I think there is a pattern developing. 0-2, 80 more losses to go and Lebron is ours. Keep up the good work.


----------



## truth (Jul 16, 2002)

there is no stopping us now..Thank you layden,thank you


----------



## Dirtybirds81 (Sep 1, 2002)

0-4, Lose some more! There is no way the Knicks are making the playoffs. Let's focus on dead last and Lebron James.


----------



## truth (Jul 16, 2002)

0-5 is a lock since Sac-town is next...Can Layden lead us to dead last and the #1 pick???I think he has what it takes


----------



## Dirtybirds81 (Sep 1, 2002)

You speak the Truth my friend, if anyone can bring a team down to last place, Layden is the man for the job.


----------



## truth (Jul 16, 2002)

the key though is to lose all 82 and make sure he is FIRED before draft day...You know layden will pick another white european stiff of a center or worse trade the draft for,grant Hill,Penny haraway,and any other ex superstar with a career ending injury


----------



## Petey (Aug 23, 2002)

Haha, you guys don't seem to have much faith... but it's as much the coaches fault... I am pretty sure Layden didn't tell him to play McDyess until he was exhausted or broken in a meaning less game.

-Petey


----------



## Dirtybirds81 (Sep 1, 2002)

Ok, what happened to the plan?

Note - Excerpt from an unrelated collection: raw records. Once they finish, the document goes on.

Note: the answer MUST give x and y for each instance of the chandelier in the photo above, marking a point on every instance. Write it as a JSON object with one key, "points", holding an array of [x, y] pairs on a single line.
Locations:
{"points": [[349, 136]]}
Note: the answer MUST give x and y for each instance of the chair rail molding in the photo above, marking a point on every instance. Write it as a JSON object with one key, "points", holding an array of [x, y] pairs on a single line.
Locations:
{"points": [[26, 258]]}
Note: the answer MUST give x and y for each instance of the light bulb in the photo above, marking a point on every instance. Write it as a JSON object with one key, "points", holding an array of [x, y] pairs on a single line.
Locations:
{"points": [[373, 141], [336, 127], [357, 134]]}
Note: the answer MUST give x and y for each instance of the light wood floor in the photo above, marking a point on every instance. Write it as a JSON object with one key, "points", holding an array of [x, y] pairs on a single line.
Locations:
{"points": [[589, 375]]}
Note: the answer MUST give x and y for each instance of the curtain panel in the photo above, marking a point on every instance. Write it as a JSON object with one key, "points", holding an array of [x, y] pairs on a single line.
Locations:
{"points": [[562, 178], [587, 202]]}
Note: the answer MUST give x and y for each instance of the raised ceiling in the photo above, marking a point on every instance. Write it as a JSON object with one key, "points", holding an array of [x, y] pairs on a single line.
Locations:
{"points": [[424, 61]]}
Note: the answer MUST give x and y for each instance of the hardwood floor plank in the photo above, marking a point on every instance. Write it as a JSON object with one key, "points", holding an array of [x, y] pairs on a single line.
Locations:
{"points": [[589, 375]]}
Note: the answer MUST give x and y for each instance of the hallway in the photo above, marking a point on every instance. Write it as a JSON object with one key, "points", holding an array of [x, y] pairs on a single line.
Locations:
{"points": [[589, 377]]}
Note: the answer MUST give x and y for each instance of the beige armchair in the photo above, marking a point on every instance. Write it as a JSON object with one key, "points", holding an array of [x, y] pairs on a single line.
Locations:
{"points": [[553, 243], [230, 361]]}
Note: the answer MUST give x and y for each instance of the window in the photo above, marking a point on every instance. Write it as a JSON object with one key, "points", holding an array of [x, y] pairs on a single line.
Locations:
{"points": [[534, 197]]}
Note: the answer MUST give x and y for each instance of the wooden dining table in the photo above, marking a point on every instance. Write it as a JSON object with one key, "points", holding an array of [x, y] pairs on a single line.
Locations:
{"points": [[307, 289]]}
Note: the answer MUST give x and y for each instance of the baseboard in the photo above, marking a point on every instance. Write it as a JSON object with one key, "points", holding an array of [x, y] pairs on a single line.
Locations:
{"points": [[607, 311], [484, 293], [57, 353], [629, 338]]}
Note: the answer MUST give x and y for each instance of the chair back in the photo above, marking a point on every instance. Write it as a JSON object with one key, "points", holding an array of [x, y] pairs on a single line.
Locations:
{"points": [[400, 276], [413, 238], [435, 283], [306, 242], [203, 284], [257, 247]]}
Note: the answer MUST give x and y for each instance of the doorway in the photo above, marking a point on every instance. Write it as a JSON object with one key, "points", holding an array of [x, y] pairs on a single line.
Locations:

The Knicks will lose lottery balls with every win this season. If Layden doesn't get the #1 pick which is a sure thing, who knows what he'll do. Get back on track and go on a 10 game losing streak.


----------



## truth (Jul 16, 2002)

its just a bump in the road...well get back on track...i must say Nailon almost broke Stoyakovichs ankles with that crossover


----------



## Im The One (Sep 1, 2002)

How are you guys going to lose games with nailon playing like that? He better get injured soon


----------



## truth (Jul 16, 2002)

You arent kidding....The guy can flat out score,and hes not bashful..I was debating with a philly fan how good nailons crossover is....Noone believes me but he breaks peoples ankles when he crosses over..its very deceptive for a guy 6'9"240....


----------



## Dirtybirds81 (Sep 1, 2002)

Nailon is good, but I don't think he can carry an NBA team throughout the season. I hope the Knicks stay away from any winning streaks this season.


----------



## truth (Jul 16, 2002)

Thats more like it...Houston shrivels up as soon as a physical guy gets in his jock,the defense never shows up,and we get pummeled inside..KNICKS LOSE,KNICKS LOSE!!!!!!!!!!!!!!


----------



## Dirtybirds81 (Sep 1, 2002)

Good game lastnight. Yes, Houston was shutdown and Lee couldn't light it up. Keep it up! Watch out for Memphis 0-5, trying to make a run at last place. They play the Nuggets today, so they should see that first win soon.


----------



## truth (Jul 16, 2002)

Our hope is Camby comes back healthy and he plays nlike he did for us when he was healthy....I am sure we can make a big push the second half of the year and completly sukk


----------



## Dirtybirds81 (Sep 1, 2002)

C'mon guys, don't let Memphis take away your next star. West isn't dumb he knows what he needs to do. Keep up the 4th quarter letdowns!


----------